ROMA – La Cassazione ha confermato la condanna a 22 anni di carcere per Andrea Landolfi Cudia, 34 anni, boxeur, fidanzato di Maria Sestina Arcuri, 26 anni, la ragazza morta la notte fra il 3 ed il 4 febbraio del 2019 dopo una caduta rovinosa dalla scala di casa a Ronciglione, in provincia di Viterbo. La vittima, di origini calabresi, risiedeva a Roma dove faceva la parrucchiera in un salone di bellezza di viale Eritrea, nel noto quartiere africano. Gli Ermellini del Palazzaccio hanno rigettato il ricorso presentato dall’ex pugile romano che, in primo grado, era stato assolto dalle accuse di omicidio volontario ed omissione di soccorso.

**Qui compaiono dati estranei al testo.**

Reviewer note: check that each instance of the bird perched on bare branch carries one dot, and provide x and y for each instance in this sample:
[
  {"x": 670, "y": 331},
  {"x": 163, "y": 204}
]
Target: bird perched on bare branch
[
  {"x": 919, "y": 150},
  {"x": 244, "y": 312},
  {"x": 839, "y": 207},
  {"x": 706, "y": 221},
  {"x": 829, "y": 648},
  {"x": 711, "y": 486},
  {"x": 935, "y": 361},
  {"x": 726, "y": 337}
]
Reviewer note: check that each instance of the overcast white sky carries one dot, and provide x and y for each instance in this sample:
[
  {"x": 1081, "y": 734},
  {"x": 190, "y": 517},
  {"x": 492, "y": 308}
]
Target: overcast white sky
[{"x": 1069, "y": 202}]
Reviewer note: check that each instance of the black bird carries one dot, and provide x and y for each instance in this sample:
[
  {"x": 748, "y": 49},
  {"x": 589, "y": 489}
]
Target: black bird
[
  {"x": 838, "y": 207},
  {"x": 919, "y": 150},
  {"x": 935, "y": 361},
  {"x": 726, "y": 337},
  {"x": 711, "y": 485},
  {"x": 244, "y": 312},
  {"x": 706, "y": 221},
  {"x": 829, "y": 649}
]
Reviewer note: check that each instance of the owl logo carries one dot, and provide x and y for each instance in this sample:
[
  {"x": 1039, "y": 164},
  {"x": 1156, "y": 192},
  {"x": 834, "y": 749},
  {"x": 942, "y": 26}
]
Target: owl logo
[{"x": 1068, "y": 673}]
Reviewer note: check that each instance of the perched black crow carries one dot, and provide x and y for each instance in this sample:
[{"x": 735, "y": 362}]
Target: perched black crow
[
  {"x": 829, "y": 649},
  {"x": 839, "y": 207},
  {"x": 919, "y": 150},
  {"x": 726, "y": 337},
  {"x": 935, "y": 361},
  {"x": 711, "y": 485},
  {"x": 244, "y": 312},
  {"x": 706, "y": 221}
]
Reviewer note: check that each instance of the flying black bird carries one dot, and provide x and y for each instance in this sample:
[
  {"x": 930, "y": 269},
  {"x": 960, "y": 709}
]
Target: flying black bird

Tornando indietro nel tempo Andrea e Maria Sestina avevano deciso di trascorrere il week-end in casa della nonna di lui, Mirella Iezzi, 84 anni, domiciliata in via Papirio Serangeli, nel centro storico di Ronciglione. I due, in tarda serata, iniziano a litigare forse perché la ragazza non se la sentiva più di continuare la relazione sentimentale. Intorno alle 2 di notte, Sestina cade dalle scale e batte la testa sul caminetto del salone. Landolfi racconterà agli inquirenti che anche lui sarebbe scivolato dalle scale ma senza conseguenze. La ragazza, invece, si sarebbe rialzata da terra per andare in camera da letto a dormire nonostante fosse assai dolorante. Poco prima dell’alba Landolfi avrebbe chiamato il 118 perché Maria Sestina, pare in stato di incoscienza, perdeva sangue da naso e orecchie.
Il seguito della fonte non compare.